While embryonic stem cells are widely studied, a lesser known, but still significant, population of stem cells also resides within the early developing embryo: trophoblast stem cells (TSCs).

In brief, in most mammals the trophoblast is the part of the early embryo that later significantly contributes to the placenta of the fetus. The embryo and mother work together to create the placenta; while the trophoblast of the embryo becomes the chorion part of the placenta, the maternal uterine cells and surrounding blood vessels form the maternal placental components (Gilbert, 2003).

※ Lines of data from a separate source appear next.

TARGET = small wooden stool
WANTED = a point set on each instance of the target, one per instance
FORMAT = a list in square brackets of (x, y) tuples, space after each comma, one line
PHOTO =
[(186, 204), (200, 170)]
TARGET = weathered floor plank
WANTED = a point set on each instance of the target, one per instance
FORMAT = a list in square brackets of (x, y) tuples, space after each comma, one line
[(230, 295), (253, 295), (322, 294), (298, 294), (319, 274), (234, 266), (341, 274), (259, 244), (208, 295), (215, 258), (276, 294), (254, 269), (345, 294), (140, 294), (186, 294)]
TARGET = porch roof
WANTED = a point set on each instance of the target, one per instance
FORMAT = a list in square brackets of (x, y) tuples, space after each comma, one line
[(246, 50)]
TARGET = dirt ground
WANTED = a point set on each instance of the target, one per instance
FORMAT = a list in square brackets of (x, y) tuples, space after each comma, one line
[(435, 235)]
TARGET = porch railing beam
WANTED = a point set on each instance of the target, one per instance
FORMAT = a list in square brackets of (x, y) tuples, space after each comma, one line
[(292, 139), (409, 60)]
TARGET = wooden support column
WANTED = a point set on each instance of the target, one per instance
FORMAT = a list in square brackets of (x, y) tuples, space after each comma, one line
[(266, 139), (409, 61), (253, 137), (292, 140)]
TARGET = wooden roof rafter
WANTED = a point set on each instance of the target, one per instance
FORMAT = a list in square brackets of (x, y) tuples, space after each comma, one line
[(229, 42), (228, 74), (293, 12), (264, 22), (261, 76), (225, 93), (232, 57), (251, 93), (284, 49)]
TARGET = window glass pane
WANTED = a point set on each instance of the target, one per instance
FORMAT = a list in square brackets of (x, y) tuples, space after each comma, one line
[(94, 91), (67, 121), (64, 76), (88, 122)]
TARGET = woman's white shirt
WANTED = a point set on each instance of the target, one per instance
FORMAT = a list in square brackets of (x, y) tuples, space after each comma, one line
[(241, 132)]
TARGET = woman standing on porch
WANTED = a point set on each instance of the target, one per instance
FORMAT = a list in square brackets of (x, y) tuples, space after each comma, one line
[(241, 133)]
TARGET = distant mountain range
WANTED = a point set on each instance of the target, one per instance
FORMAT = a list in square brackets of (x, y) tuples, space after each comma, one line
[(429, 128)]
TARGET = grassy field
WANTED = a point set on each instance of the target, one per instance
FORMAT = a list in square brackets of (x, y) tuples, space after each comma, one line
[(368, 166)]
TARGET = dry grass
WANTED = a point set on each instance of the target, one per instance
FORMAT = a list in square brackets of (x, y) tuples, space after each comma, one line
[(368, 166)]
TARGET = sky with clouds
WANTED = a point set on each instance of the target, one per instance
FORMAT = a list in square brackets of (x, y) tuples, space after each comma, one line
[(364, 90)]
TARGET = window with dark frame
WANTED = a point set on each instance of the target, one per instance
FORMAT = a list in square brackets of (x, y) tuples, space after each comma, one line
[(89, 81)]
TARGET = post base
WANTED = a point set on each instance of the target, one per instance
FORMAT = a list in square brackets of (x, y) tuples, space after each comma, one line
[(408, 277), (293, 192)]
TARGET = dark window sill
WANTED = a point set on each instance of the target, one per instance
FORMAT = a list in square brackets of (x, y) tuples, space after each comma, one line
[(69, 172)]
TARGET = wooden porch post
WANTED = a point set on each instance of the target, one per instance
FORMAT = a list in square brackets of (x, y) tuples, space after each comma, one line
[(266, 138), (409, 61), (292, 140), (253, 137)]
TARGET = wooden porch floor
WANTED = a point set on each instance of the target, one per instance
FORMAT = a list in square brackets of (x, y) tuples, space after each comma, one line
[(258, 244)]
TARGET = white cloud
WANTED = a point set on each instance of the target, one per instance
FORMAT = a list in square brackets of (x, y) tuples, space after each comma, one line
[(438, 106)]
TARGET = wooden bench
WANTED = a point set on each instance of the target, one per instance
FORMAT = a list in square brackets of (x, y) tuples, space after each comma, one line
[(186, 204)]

The placenta is the organ in mammals that connects the uterine wall to the developing fetus, bringing the two blood systems close together. The placenta allows the fetus to safely receive essential gases, such as oxygen, and nutrients from the mother. At the same time, it also lets the fetus expel waste through the mother’s kidneys. Additionally, the placenta releases essential pregnancy-related hormones and growth factors that, for example, let the uterus hold the fetus. Lastly, the placenta secretes immune response regulators to give the fetus immune protection against the mother (so that the fetus is not rejected by the mother’s immune system, as a tissue graft or organ transplant would be) (Rossant and Cross, 2001; Gilbert, 2003). Overall, the placenta plays a key role in early development; even small abnormalities in the placenta can lead to death of the fetus (Rossant and Cross, 2001).

A few cell divisions later, the trophoblast contributes to significant cellular rearrangements in the embryo which make it enter the blastocyst stage (see Figure 1). The blastocyst, which contains approximately 150 cells, is made up of three main parts: the blastocoel (an internal, fluid-filled cavity), the inner cell mass (ICM), and the trophoblast. When the embryo was a morula, the surrounding trophoblast precursors caused fluid to be secreted into the morula (utilizing sodium pumps in the trophoblast cell membranes); this secretion created the blastocoel cavity. The ICM is a cluster of cells inside the blastocyst that will later become the adult organism; human embryonic stem cells can be derived from the ICM, as was previously discussed. Lastly, the trophoblast is a monolayer of cells, specifically polarized epithelial cells, which surround the blastocoel and ICM, similar to their future role of surrounding the fetus as its placenta (Rossant and Cross, 2001; Gilbert, 2003).

A great deal of cell signaling occurs right before implantation of the late blastocyst into the uterine wall in order to ready the trophoblast for the next developmental stage, gastrulation. Prior to implantation, the ICM and neighboring trophoblast cells secrete proteins that make the trophoblast become highly proliferative and take on different, distinct trophoblast characteristics. Upon uterine implantation, which occurs around day 7 or 8 in human development, the trophoblast differentiates into a variety of extraembryonic (outside of the embryo proper) structures to assist with implantation and placenta development. To firmly implant the embryo, trophoblast cells ingress into the uterus wall.

During gastrulation, the blastula undergoes distinct cellular reorganizations to reach the next developmental stage, which is called a gastrula. (The hallmark of gastrulation is the creation of three distinct tissue, or germ, layers, in the embryo which will make up all the tissues of the future adult organism; these layers are the ectoderm, the mesoderm, and the endoderm [see Figure 2].)